Hi,
I am running the same application (identical codebase) as two separate
instances to index (save) different sets of data. Both run PostgreSQL 13.
The queries are the same but the content in actual databases is
different. One database is around 1TB and the other around 300GB.
There is a problem with a paginated select query with a join and an
order. Depending on which column you order by (primary or FK) the query
is either instant or takes minutes.
So on one database, ordering by primary is instant but on the other it
is slow and vice-versa. Switching the columns around on the slow case
fixes the issue.
All relavant colums are indexed.
Simplified:
Slow: SELECT * from table1 AS t1 LEFT JOIN table2 AS t2 ON
t2.t1_id=t1.id ORDER BY t1.id ASC LIMIT 0, 10
Fast: SELECT * from table1 AS t1 LEFT JOIN table2 AS t2 ON
t2.t1_id=t1.id ORDER BY t2.t1_id ASC LIMIT 0, 10
(and the opposite, on the other instance the first one is fast and
second one is slow).
I have run all the statistic recalculations but that doesn't help.
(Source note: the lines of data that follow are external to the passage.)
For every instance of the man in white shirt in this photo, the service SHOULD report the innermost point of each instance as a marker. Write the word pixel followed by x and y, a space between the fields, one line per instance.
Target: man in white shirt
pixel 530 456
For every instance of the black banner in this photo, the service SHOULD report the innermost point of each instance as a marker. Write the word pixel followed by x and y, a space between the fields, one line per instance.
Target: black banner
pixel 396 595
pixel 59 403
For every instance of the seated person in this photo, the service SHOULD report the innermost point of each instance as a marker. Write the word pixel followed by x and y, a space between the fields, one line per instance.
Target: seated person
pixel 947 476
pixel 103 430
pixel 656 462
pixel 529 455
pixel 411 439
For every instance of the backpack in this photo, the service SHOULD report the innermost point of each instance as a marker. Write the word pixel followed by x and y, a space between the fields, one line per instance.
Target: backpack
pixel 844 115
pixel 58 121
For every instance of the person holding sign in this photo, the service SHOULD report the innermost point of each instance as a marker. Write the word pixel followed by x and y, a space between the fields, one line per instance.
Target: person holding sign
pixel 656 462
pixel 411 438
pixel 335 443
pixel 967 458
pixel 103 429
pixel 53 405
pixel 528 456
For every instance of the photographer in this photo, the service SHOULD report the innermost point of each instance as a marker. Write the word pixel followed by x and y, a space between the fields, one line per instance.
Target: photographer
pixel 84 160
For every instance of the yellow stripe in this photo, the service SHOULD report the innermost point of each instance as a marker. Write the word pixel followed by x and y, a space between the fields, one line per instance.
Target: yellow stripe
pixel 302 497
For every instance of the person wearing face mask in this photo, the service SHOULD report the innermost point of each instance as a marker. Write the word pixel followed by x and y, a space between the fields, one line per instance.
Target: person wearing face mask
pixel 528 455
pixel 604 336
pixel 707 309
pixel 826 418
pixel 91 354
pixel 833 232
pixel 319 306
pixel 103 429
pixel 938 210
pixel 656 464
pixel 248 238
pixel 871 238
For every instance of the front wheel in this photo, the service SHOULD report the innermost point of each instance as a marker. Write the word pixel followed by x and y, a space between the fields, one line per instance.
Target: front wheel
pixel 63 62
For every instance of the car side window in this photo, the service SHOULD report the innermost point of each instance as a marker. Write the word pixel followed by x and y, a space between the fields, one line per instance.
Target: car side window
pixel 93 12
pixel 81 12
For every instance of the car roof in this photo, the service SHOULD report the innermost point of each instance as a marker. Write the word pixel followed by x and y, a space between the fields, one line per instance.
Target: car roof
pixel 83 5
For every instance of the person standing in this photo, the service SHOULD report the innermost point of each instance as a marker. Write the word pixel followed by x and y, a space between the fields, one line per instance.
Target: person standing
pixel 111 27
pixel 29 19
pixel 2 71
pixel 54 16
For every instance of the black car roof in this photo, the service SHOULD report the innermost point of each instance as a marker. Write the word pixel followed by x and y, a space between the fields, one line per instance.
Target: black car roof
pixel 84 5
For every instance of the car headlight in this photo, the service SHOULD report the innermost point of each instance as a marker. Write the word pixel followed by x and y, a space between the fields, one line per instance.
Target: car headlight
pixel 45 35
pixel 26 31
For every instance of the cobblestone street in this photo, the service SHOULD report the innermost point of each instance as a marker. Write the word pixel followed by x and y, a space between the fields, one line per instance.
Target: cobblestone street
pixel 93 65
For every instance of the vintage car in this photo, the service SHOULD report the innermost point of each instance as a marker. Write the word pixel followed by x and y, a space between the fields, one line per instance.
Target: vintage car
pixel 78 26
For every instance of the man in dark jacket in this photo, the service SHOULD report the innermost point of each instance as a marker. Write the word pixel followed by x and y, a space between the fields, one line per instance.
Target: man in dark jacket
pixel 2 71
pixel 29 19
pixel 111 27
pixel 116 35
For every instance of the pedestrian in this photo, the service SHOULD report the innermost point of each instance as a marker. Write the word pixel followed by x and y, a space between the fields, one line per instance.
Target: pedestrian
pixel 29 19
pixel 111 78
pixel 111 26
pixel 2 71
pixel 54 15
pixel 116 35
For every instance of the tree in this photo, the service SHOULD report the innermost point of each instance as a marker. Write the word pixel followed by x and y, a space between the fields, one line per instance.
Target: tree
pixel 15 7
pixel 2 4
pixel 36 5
As
far as I could read the docs, there is no real way to affect the plan
other than reworking the query (I've read about fencing?) which can't be
done because it seems to be unpredictable and depends on actual data and
data quantity.
I haven't tried reindexing.
Before providing and diving into the specific query plans:
- does the planner take previous runs of the same query and it's
execution time into account? If not, why?
- assuming the query to be immutable, would it be possible for the
planner to microbenchmark a few different plans instead of trying to
estimate the cost?
As in, actually executing the query with different plans and caching the
best one.
PS: good job to the FOSDEM Devroom organisers, one of the best rooms,
was a blast.
Best regards, Cen